Step 3. Run this command to display all the DBs present in the mongo instance.

set06:PRIMARY> show dbs
admin 0.078GB
config 0.078GB
diameter 0.078GB
keystore 0.078GB
local 4.076GB
policy_trace 2.078GB
queueing 0.078GB
scheduler 0.078GB
sharding 0.078GB
set06:PRIMARY>

Step 4. Run this command to switch to ADMIN DB.

set06:PRIMARY> use admin
switched to db admin
set06:PRIMARY>

Step 5. Run this command to display all the tables present in ADMIN DB.

set06:PRIMARY> show tables
state
system.indexes
system.keys
system.version
set06:PRIMARY>

Step 6. Run this command to check the current state of the system.

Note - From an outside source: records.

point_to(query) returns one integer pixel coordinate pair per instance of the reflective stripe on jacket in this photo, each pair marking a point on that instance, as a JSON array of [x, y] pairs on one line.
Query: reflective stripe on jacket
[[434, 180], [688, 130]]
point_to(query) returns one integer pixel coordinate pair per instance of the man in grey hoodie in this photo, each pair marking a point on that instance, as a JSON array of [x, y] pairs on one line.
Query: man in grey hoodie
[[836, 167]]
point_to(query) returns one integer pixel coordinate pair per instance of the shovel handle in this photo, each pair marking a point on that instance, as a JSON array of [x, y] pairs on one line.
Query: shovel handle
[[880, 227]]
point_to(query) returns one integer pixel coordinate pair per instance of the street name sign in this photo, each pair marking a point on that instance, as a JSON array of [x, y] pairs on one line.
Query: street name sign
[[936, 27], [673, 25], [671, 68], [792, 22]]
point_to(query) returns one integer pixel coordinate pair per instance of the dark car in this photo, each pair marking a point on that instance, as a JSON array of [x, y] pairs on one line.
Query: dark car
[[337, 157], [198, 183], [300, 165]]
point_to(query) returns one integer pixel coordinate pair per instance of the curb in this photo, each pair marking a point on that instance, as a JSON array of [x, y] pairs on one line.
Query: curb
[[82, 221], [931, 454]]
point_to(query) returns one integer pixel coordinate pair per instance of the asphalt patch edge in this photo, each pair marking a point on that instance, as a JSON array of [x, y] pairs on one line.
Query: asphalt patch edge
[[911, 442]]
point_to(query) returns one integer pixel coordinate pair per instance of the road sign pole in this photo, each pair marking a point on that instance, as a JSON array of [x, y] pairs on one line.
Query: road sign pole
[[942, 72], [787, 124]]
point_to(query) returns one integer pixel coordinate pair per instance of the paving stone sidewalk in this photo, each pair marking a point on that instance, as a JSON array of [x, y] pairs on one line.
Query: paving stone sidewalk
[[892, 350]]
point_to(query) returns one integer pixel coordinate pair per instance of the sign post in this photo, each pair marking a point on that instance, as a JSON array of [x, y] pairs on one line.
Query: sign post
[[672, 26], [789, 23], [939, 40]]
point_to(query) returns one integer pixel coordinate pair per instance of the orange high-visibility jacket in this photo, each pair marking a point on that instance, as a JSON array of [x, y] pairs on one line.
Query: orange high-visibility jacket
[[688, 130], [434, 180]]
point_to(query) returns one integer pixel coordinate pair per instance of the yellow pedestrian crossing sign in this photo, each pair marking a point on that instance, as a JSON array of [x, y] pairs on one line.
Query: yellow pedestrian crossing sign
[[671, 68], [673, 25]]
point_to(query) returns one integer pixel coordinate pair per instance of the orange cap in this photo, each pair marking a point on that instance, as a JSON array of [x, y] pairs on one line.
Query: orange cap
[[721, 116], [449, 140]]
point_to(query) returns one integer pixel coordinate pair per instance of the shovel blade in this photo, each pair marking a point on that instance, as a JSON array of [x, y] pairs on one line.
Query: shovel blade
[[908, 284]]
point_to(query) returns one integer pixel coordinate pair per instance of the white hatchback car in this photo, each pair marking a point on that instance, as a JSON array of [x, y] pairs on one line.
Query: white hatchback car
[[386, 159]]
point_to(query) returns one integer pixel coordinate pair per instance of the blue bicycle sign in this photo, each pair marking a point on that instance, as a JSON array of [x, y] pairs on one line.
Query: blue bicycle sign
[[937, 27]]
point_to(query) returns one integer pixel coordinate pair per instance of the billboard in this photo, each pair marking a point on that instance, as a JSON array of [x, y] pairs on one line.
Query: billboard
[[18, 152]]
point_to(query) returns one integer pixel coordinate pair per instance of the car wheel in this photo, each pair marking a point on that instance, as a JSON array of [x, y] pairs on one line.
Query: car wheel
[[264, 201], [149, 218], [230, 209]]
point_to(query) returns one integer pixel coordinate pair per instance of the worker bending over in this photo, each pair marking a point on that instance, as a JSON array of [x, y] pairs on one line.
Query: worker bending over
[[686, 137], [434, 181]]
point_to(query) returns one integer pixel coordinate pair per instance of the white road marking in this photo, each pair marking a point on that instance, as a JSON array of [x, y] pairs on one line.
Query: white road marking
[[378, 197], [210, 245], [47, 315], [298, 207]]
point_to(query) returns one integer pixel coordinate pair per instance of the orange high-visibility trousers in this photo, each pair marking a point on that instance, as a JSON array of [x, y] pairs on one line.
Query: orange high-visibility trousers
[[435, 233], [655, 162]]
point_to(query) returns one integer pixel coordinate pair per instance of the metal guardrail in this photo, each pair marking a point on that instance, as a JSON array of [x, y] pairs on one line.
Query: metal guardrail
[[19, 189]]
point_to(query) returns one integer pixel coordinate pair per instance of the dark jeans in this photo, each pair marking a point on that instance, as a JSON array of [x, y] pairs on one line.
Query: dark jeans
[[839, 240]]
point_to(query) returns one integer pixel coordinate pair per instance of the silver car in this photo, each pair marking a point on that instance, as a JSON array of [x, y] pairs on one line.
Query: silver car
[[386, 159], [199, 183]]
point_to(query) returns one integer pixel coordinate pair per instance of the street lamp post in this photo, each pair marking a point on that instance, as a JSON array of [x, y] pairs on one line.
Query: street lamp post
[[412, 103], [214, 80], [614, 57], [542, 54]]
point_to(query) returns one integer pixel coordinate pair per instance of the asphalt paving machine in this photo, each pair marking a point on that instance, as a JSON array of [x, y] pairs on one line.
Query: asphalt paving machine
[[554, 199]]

set06:PRIMARY> db.state.find()
{ "_id" : "state", "isSystemBad" : true, "lastUpdatedDate" : ISODate("2021-08-11T15:01:13.313Z") }
set06:PRIMARY> 

Here, you can see that "isSystemBad" : true. Hence, you must update this field to "false" in-order to clear CRD BAD state, with the command provided in the next step.

Step 7. Update the field "isSystemBAD" with the command db.state.updateOne({_id:"state"},{$set:{isSystemBad:false}}).

set06:PRIMARY> db.state.updateOne({_id:"state"},{$set:{isSystemBad:false}})
{ "acknowledged" : true, "matchedCount" : 0, "modifiedCount" : 0 }
set06:PRIMARY>

Step 8. Run the command db.state.find() in order to check if isSystemBad field value has changed to false.

set06:PRIMARY> db.state.find()
{ "_id" : "state", "isSystemBad" : false, "lastUpdatedDate" : ISODate("2021-08-11T15:01:13.313Z") }
set06:PRIMARY>

Step 9. Verify that all CRD APIs are now unblocked, you can manipulate CRD data now.